В сумерках подъезжали мы к Алуште. Шофер отправился искать место ночевки. Юрий Николаевич быстро шел узкими, по-летнему нарядными улицами Алушты и тянул меня за руку. Я чувствовала, что он чем-то взволнован. Солнце уходило за море, над морем вставала луна. Небо разделилось на две половины: голубую и розовую. Море тотчас отразило небо и стало голубым и розовым. Мы прошли по набережной, спустились на пляж. Шуршала под ногами галька, мягко шлепались волны о твердый, влажный песок. Быстро темнело. Луна поднималась, становилась меньше, желтела, голубела, белела. Она изо всех сил старалась не пустить на небо звезды, и все-таки они проступали, холодные и круглые.
Мы сели на песок. Он был теплый, а если зарыть руку поглубже, совсем теплый. Не знаю, сколько времени сидели мы молча, но вдруг Юрий Николаевич заговорил взволнованно и тихо:
– И тогда был такой же вечер, освещенные закатным солнцем розовые домики Алушты, а потом так же взошла луна и вот так же по-своему перекрасила мир и придвинула скалисто-светлые горы. И так же здесь возле пристани шло гулянье. Я твердил адрес Мураши, сообщенный мне Валей, я обращался к каждому встречному и спрашивал, как туда пройти, и, не дослушивая, спрашивал у другого… И вдруг, сойдя с дощатой пристани, я сразу увидел ее перед собой. Нет, она не ждала меня, я приехал неожиданно. Мы не виделись почти год, с той далекой ночи на Екатеринбургском вокзале, когда в момент последнего прощания я наконец-то поцеловал ее и из души моей вырвалось неуклюжее признание. Тогда я обещал ей, что приеду в Крым, обязательно приеду. И вот приехал и привез свою первую повесть, приехал просить ее стать моей женой…
Мураша была в незнакомом мне белом с черными узорами платье из какой-то прозрачной материи. Ее окружали юноши и девушки, им было весело. «Мураша!» Она взглянула на меня, шагнула ко мне. Она обрадовалась, обрадовалась! Она протянула мне свои милые горячие руки, и я прильнул к ним…
Юрий Николаевич замолчал, откинулся на песок и, заложив руки за голову, долго смотрел на луну, летящую уже где-то совсем высоко и перебросившую через море свой серебряный след.
– Она засмеялась тогда. Я больше всего боялся этого смеха, боялся, что наш разговор попадет в привычную колею веселой насмешливости… И я увел ее от людей, толпившихся на пристани, вот сюда, к морю, на пляж…
Он встал, подошел к самой воде, прошелся по твердой, утоптанной волнами песчаной кромке, нагнулся и погладил ладонью выбежавшую ему навстречу легкую волну. Потом вернулся и, гладя меня по голове, так же, как только что гладил воду, продолжал:
– Я рассказывал ей обо всем, что громоздилось в моей душе. Это был бессвязный рассказ. Я тут же развязал вещевой мешок и вытащил свою изрядно помятую рукопись. Вот тут бы ей и засмеяться. Ведь это и вправду было смешно – я повергал свою рукопись к ногам любимой, как сокровище и трофей. Но она не смеялась…

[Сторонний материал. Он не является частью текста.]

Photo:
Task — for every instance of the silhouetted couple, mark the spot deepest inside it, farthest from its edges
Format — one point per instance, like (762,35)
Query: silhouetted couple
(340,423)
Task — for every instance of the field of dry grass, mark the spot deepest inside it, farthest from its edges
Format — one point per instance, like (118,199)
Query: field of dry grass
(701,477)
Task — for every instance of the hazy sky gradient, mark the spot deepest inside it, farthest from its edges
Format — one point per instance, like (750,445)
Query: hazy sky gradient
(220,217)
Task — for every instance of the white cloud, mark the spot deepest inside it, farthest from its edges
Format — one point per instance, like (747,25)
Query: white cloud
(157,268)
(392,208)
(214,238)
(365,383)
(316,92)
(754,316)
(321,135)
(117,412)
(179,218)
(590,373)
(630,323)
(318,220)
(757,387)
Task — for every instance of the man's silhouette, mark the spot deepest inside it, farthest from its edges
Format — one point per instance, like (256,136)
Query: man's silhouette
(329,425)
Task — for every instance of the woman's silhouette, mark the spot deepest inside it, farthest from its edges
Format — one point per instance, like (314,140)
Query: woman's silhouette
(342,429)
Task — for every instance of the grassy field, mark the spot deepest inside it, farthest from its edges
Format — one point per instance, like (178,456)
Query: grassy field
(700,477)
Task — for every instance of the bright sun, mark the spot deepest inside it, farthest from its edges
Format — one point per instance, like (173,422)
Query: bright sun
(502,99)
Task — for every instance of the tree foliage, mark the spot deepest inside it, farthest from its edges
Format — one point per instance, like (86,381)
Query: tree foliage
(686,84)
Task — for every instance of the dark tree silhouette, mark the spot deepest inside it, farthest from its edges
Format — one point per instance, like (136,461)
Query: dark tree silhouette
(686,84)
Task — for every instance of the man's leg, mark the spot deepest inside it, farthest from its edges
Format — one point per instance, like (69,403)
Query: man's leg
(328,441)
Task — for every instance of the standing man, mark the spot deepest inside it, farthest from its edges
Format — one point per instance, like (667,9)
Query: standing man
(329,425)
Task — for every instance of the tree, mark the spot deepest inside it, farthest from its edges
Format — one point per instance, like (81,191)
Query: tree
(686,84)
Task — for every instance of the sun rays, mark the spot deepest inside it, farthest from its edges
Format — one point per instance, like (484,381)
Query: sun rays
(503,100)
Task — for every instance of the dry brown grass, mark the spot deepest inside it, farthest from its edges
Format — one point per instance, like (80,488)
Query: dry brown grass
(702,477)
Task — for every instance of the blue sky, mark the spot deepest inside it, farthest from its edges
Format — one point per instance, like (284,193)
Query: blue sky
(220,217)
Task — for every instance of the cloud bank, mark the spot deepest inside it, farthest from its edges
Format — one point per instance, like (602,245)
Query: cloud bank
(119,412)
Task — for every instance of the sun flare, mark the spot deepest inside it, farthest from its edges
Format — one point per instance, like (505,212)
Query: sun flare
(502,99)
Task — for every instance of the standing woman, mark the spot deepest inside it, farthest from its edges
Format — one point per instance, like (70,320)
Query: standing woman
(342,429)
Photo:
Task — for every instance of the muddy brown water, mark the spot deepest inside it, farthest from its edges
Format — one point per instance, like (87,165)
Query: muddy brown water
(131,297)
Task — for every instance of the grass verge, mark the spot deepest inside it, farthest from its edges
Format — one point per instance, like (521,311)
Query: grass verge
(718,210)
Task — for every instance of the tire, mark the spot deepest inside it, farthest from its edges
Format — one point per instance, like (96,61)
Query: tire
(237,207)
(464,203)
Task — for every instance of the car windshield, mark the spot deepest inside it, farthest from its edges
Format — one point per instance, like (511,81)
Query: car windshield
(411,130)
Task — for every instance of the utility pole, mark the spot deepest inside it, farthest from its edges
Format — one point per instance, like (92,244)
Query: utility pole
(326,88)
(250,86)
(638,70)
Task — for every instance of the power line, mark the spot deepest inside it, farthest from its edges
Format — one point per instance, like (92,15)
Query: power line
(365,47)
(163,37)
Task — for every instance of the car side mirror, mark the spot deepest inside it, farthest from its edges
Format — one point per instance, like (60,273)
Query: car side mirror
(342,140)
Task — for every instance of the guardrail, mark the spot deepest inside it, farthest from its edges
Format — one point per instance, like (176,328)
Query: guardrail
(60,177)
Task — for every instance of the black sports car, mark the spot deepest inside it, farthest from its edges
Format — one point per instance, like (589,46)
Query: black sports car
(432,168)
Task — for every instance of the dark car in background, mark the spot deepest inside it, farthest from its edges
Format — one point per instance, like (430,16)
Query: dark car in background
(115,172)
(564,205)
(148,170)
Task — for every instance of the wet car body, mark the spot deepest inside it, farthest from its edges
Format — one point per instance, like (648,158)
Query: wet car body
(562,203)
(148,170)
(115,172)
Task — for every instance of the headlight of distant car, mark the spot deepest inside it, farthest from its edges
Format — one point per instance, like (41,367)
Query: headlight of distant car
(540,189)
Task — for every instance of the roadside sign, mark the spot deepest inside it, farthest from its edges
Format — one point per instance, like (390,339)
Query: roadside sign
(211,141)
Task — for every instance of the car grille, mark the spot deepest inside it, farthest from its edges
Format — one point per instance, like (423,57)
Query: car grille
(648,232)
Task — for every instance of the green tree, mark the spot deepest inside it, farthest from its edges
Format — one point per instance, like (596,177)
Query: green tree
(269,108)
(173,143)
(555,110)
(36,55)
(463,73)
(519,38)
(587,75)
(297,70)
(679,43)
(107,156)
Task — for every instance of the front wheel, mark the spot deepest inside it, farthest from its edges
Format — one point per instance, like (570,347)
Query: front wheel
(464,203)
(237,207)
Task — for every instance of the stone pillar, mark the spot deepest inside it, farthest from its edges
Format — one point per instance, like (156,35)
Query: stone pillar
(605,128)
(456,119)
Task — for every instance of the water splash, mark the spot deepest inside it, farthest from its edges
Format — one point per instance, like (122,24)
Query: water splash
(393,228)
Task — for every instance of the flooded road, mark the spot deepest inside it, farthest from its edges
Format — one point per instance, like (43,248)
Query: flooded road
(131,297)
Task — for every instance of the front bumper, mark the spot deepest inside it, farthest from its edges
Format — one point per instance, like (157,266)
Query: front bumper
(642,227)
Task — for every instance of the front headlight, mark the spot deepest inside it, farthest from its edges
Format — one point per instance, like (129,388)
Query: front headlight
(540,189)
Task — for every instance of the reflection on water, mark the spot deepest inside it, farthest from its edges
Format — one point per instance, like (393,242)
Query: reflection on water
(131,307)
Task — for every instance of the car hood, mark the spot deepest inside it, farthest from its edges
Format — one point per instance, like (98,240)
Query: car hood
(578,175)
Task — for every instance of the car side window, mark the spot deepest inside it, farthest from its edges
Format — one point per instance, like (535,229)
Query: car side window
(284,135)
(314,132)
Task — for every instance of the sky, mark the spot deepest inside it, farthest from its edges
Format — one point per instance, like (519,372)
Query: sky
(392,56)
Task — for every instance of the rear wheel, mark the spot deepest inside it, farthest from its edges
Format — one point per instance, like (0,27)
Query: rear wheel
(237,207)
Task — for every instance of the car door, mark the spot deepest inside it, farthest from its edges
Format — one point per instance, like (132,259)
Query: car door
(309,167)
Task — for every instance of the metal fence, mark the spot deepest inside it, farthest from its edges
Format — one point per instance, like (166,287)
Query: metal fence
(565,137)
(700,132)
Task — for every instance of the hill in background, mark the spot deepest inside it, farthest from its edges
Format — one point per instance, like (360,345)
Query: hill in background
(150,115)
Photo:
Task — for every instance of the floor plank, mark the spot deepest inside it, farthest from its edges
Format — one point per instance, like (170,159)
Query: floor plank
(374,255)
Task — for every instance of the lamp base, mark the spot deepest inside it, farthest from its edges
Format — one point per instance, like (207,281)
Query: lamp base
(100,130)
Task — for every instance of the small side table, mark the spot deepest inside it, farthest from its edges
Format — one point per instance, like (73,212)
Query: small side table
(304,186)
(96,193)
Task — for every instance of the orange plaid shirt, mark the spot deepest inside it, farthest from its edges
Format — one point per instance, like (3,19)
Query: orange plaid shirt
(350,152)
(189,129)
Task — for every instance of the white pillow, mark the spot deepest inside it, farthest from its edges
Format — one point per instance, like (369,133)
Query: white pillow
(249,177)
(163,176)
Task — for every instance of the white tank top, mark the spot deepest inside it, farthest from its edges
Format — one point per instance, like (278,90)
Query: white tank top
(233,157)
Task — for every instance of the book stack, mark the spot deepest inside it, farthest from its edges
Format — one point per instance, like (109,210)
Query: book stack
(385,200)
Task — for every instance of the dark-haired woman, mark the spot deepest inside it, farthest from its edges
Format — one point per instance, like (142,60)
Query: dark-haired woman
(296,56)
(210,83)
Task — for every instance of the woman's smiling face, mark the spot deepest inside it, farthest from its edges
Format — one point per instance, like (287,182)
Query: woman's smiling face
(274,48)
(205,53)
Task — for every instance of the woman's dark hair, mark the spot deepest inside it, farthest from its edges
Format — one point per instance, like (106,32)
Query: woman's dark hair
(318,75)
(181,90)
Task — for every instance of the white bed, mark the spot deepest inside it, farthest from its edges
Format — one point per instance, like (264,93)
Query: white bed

– Милый мой дружочек, – вдруг обратился он ко мне, – ведь всё было так, как сейчас: и чешуя лунной дорожки, и освещенные луной алуштинские горы. Помнишь, у Бунина: «Всё как прежде, только жизнь прошла…» Но я счастлив. Счастлив прошлым, счастлив настоящим. Прожита трудная жизнь, но я счастлив! – еще раз повторился он.
Мы никуда не ушли, мы долго лежали на теплом мягком песке, который к утру стал совсем холодным. Мы разговаривали и засыпали на полуслове. Может быть, мы никогда не любили друг друга так, как в эту ночь, это была та грань счастья, за которой начинается грусть. Мы встречали рассвет и глядели, как солнце выкатывается из-за гор, рыжее и лысое, небо становилось сначала желтым, а потом голубым, и море послушно повторяло его окраску. Начался легкий прибой, и мы купались, наслаждаясь покалывающей рассветной свежестью воды. Нам казалось, что нет у нас никаких забот и что мы еще очень молоды.